His decision and choices reflect foolish pride. He does not consider his family, his wife and children when he decides to blow up the bridge. It is only after the fact, when he is caught that we are made aware of how sorry he is for what he did.
The story also illustrates the human behavior of regret. Peyton Farquhar is a man filled with anguish and regret at his rash decision to try to distinguish himself in the Southern cause. His only thoughts as he is about to be hung are for his family. He is stricken with remorse and sadness at what he has lost.
I think that the story teaches the reader about the consequences of spontaneous decisions driven by emotions that need to be contained. It is Farquhar's pride, his desire for recognition, his ego, that causes him to make such as fatal decision.
"Because he dies at the end of the story, Farquhar is sometimes considered a sympathetic and brave character, but many have found him to be callous, foolhardy, and obsessed with honor."

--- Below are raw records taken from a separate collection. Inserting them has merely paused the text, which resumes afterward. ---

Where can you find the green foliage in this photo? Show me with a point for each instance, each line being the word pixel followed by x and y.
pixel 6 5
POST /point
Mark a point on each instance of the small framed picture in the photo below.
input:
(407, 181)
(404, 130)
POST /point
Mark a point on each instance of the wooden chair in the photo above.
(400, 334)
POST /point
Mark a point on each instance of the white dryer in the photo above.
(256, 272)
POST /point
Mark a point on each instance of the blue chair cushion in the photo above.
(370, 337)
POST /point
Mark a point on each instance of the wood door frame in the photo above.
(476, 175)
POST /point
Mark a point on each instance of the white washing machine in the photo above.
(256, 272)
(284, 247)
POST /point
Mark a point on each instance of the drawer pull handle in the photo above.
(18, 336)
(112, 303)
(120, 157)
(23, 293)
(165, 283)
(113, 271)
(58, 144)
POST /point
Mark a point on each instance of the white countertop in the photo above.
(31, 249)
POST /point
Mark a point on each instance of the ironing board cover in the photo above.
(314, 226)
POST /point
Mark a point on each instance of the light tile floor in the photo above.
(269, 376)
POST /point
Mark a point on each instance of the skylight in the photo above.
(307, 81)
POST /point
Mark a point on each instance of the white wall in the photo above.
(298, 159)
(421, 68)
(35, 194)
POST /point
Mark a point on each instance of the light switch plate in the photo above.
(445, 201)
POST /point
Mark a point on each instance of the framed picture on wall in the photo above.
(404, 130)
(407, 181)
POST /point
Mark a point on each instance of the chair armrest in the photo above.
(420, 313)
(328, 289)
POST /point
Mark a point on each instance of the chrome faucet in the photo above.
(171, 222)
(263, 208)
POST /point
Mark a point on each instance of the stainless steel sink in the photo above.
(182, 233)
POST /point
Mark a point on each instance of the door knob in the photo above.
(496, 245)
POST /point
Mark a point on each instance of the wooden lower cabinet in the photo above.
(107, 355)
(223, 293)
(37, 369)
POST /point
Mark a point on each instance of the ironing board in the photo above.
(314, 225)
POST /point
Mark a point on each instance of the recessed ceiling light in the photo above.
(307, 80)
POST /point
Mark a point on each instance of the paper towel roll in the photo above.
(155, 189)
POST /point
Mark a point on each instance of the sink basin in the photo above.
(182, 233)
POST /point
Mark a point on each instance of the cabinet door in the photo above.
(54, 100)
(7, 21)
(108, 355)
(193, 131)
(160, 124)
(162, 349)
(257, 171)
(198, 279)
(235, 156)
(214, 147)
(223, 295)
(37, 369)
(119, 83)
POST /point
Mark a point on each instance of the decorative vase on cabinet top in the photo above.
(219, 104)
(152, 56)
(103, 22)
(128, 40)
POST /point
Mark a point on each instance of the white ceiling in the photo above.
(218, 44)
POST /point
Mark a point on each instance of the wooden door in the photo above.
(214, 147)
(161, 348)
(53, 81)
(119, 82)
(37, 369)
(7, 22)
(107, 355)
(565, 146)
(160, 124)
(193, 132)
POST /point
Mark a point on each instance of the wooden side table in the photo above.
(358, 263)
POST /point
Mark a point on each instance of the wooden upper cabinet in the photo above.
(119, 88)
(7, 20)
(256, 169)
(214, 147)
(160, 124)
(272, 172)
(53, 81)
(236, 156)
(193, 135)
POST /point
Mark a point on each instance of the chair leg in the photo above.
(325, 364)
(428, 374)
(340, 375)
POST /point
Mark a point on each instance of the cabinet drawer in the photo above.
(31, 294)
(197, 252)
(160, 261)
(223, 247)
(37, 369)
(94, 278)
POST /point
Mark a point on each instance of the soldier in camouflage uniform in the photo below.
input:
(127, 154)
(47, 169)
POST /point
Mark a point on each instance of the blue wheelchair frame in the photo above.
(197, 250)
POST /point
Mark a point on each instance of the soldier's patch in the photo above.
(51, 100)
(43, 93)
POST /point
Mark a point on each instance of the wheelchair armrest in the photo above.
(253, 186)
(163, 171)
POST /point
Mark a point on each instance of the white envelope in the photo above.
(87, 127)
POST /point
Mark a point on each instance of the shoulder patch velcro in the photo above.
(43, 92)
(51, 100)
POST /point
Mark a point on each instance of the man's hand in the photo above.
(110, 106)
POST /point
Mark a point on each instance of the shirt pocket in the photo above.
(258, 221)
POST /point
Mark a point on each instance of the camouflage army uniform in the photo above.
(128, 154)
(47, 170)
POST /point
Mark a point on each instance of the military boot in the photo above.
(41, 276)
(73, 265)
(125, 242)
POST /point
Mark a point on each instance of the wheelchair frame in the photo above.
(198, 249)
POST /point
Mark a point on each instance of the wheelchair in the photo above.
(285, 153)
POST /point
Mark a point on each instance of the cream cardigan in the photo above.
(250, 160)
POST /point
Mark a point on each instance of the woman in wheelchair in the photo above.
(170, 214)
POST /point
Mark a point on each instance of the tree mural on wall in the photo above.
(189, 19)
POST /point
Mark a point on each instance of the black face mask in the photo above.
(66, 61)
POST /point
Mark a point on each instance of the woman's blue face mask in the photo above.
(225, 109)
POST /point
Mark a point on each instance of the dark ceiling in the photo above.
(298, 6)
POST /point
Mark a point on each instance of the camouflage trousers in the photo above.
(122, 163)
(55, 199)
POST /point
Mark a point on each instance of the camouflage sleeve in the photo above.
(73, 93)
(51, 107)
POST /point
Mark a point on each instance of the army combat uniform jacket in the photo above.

Ambrose Beirce's "An Occurrence at Owl Creek Bridge" takes place in northern Alabama during the Civil War. Union forces are in control. In Section II, we infer that Farquhar, almost the only character, was lured or even entrapped into an attempt to blow up Owl Creek Bridge. He was then caught, tried, and sentenced to death by hanging from the bridge which he had tried to destroy.
This story is Bierce’s subject in contrasting the real passage of time with our human perception of time. It is centered in the consciousness of the central character, Farquhar. As the narrator moves into Farquhar’s mind the reader is led to believe, at least temporarily, in the details of the escape.
The imagined time of Farquhar’s escape is an entire day, from earliest daylight to night. That his “escape” is so lengthy permits an enormous amount of imaginary action to take place within no more than a few seconds of his last time on earth.
First we learn of the slowing of his watch, followed by his dream or belief that he is actually escaping. (This same perception persists once he is actually being hanged.) In paragraph 37, the narration becomes abruptly and cruelly dramatic. There is no more looking into Farquhar’s mind, because he is dead.
Hasn't this discrepancy of time happened to everyone? Imagining what a different life would be like, all in the matter of seconds?